THE WEDDING
The union of two souls in marriage is a part of every culture, as a civic bond as well as an emotional and spiritual one, but I can’t imagine any wedding ceremony anywhere more colorful, exuberant and moving than the one we filmed in rural India.
Forget the heat—after a number of subsequent days of temperatures that hovered above one hundred ten, we took the one hundred twenty degrees beneath the wedding tent in somewhat sweaty stride. The pageantry made up for it; over one thousand guests gathered to sit on rugs spread beneath a vast covering of red canvas, men in white on one side, children and women in a rainbow palette of saris on the other. Although strikingly odd to our American eyes, in most occasion, social and private, there is a distinct separation of the genders, and though commingling is not discouraged, in the formal setting, it is always men on one side, women on the other.

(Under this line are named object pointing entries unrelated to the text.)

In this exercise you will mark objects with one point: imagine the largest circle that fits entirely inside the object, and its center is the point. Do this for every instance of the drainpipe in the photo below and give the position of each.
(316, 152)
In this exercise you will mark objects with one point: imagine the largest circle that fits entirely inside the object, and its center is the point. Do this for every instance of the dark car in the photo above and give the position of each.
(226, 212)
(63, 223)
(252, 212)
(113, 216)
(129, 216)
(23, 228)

The chance to be a part of this affair—a colorful midway point between the extravagance of a storybook wedding and the deeply significant traditions of India—the marriage of Poonam Gundre and Nivratti Khandade was a ‘world’ moment across that allowed us, as filmmakers, to record slices of life which seem both impossibly exotic and oddly familiar. Like most Hindu weddings, the ceremony can’t be understood purely along religious lines, and is said to resemble the sort of alliances formed in ancient Greece and Egypt. Mehndi is seen on virtually everyone’s hands and feet; it is the application of temporary henna tattoos in patterns so intricate that they may border on the astonishing, especially those that graced the bride. The groom wore a more subdued version, which looked like a bursting sun on his palm.

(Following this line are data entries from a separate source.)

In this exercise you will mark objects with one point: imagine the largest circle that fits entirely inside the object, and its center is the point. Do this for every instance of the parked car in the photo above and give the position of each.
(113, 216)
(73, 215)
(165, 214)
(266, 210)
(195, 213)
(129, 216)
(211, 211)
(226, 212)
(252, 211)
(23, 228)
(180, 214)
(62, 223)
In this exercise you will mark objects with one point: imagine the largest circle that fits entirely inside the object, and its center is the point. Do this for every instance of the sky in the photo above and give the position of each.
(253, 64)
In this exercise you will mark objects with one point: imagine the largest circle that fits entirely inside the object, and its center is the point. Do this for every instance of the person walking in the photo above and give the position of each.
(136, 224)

The costumes, not only of the bridal couple, but of the guests were outrageously beautiful, like stage costumes. Such festive garb included our host Avinash Rachmale, of course… Poonam is Avinash’s niece, the daughter of his sister Sulochana Gundre and her husband Baburao Gundre. As tradition dictates, Poonam wore a red sari draped modestly over her hair and Nivratti was dressed in a kafni, a long shirt which extended to his knees, with pijamo leggings and a turban.

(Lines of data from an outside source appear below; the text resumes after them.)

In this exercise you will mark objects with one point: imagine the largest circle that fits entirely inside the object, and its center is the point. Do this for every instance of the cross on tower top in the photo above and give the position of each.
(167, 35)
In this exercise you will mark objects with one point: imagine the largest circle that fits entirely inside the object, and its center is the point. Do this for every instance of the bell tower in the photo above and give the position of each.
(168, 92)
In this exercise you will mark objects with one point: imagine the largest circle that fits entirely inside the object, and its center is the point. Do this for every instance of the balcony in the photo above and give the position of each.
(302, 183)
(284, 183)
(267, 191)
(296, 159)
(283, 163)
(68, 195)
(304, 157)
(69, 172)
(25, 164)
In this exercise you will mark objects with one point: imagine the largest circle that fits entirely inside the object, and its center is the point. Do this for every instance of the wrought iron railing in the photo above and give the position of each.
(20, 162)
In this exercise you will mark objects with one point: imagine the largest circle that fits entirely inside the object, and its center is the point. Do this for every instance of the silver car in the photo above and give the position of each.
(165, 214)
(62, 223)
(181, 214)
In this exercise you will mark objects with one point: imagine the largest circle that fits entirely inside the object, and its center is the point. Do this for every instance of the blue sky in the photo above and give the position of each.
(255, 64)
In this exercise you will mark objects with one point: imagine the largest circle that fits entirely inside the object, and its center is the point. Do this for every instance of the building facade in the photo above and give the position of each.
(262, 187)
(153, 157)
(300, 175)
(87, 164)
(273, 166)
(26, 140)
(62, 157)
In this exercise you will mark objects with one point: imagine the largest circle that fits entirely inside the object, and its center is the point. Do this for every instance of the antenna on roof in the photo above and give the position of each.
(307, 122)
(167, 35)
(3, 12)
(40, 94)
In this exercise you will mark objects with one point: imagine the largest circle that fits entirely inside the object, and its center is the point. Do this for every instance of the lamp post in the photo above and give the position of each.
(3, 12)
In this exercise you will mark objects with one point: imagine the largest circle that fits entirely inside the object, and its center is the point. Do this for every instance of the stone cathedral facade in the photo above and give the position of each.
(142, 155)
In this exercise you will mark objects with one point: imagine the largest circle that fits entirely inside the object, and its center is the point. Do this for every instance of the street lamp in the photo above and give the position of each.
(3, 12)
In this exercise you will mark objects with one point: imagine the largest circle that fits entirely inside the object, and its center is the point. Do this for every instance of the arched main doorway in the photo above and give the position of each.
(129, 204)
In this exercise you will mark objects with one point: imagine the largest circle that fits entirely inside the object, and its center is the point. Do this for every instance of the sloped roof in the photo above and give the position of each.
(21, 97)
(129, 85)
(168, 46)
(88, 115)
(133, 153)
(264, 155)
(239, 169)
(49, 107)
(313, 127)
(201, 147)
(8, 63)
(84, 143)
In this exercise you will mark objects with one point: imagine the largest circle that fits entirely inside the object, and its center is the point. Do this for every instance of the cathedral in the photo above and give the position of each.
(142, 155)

Most remarkably, during the actual service, the altar was loaded down with people, participants or observers, children, photographers, friends as well as members of the wedding party. It is safe to say that nobody in the ‘congregation’—all outdoors, under a canopy known as a mandap—saw a single moment of the actual uniting of Poonam and Nivratti. This wonderfully good-natured rubbernecking was miles removed from the somewhat sobering church or synagogue marriages most of us had witnessed in the past, where folks sit quietly, and most assuredly in their assigned seats. But the human emotions that accompanied Poonam and Nivratti’s life transition; the nerves, the tears, the unbridled joy experienced by both families, were universal.